Я отталкиваю её и бью по лицу - раз, другой, третий.
– Заткнись, - цежу я сквозь зубы, и мой кулак наглядно показывает ей, как это нужно сделать. Я спихиваю её с колен и бью уже ногой, не важно, куда - куда попаду. Она оступается на своих шпильках и падает на пол, начиная визжать так, что у меня звенит в ушах. Чёртова дура с навозом вместо мозгов! Я бью её под рёбра, и визг прекращается. Беру свою куртку и выхожу вон, оставив её лежащей неподвижно, с лицом, измазанным кровью и помадой.
На улице ночь. Эдинбург ненадолго замер, и стоит тишина, наполняющаяся гулом голосов в те моменты, когда приоткрывается дверь бара.

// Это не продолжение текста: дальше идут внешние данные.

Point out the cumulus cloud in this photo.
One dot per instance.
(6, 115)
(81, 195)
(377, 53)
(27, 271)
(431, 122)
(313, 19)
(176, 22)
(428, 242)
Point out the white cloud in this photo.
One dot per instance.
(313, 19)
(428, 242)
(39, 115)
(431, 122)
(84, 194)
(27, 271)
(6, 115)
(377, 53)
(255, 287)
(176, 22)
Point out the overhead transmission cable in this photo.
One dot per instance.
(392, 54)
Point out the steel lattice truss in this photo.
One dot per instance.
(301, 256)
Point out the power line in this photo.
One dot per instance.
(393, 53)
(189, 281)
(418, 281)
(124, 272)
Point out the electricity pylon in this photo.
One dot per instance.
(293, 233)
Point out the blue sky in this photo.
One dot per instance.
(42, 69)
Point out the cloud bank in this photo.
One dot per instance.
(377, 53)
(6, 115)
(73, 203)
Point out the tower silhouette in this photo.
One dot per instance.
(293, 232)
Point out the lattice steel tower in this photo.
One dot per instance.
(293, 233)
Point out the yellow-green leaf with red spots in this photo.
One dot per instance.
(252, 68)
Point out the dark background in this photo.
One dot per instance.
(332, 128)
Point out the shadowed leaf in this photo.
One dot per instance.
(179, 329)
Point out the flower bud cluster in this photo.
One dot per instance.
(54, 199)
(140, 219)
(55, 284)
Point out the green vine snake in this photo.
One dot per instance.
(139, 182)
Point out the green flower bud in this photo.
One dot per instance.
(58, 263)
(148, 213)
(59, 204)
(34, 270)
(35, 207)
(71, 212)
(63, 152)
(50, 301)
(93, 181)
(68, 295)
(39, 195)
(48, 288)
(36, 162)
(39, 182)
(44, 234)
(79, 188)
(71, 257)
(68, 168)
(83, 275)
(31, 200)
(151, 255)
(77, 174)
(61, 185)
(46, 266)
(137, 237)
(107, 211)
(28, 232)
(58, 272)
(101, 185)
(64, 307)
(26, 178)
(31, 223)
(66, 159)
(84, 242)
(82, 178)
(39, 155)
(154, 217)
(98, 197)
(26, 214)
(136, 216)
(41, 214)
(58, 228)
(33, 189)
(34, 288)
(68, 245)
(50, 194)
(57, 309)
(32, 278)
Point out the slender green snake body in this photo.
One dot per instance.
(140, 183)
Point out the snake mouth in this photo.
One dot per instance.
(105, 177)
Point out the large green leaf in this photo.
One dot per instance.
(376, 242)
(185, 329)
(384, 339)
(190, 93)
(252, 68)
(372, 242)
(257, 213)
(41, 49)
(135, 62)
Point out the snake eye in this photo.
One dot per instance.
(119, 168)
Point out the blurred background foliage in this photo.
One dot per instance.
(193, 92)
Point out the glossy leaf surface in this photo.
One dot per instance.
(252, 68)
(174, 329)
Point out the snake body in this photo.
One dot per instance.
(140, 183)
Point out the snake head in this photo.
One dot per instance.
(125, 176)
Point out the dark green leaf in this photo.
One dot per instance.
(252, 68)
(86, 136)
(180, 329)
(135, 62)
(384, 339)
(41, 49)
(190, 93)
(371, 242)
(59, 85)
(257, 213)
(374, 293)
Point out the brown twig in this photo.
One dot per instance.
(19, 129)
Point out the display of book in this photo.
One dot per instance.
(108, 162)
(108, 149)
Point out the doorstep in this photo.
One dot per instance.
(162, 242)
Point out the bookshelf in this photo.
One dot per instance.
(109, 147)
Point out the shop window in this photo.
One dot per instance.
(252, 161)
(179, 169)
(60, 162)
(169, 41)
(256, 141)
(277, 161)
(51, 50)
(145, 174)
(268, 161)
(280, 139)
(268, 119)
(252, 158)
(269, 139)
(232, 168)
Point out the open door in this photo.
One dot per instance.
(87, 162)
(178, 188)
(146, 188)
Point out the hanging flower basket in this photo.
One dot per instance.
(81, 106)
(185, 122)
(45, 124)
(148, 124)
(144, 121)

Ублюдская шлюха. Оболочка, и ничего внутри, того, что нужно мне. Так всегда. Я на самом деле не знаю, что хочу. Не наркотики, не секс и не рок-н-ролл. И я не могу забыть тех глаз, и тех тонких жестоких губ женщины с проседью в волосах. Вот дьявол! Я видела её всего лишь раз и так недолго. Мне страшно опять обломаться, но этого не будет, я знаю. Знаю, потому что знаю.
А, к чёрту! Лучше сказать Джои про кокаинового дельца. Я подавляю желание ещё раз заглянуть в бар и медленно иду к нашей машине.
Женщина в армейской куртке. Женщина со стаканом ирландского. Женщина со шрамом на виске. Женщина с острым взглядом, которая смотрела на неё не отрываясь, пока она не улучила момент и не скрылась за кучкой наркоманов, ожидающих своего барыгу. Взгляд - такой знакомый, такой болезненный, такой... голодный. Она хочет её... Убить? Нет, вряд ли. Женщина со шрамом. Было больно, наверное. На ней тяжёлые армейские ботинки. О, эта женщина сумела бы сделать больно и ей. Смогла бы, она знает. И боится тоже. Может, посиди она ещё пять минут на своём месте, та подошла бы к ней. Чтобы сделать больно. И прекрасно одновременно. Но она испугалась. Долбаной комнаты с мягкими стенами, и оглушающих препаратов, делающих сон явью, и наоборот. Потому что под курткой у женщины со шрамом угадывалась кобура. Значит, из полиции, - думает она, - ну не местная шушера же.
Она видит, как женщина со шрамом шарит глазами по залу - и прячется дальше в тень, за спины обдолбанных идиотов, не знающих, что рядом с ними стоит сама смерть. Она видит, как женщина озирается, а потом говорит что-то сидящей рядом шалаве. А потом они уходят. Уходят, чёрт возьми! Она крадучись идёт следом. Меблированные засранные комнаты над этим же баром. До боли знакомое граффити и запах мочи из углов. Сама не зная зачем, она прячется в угол за мусоросборником и выжидает. Этой сучьей шлюхе с ближайшего угла достаётся всё то, о чём мечтает она - она!
– у неё давно нет имени, но появились мечты. Такие же безумные и невозможные, как и её полубредовые сны. Но, оказалось, явь есть, и вот она, рядом, но в то же время недостижимо далеко.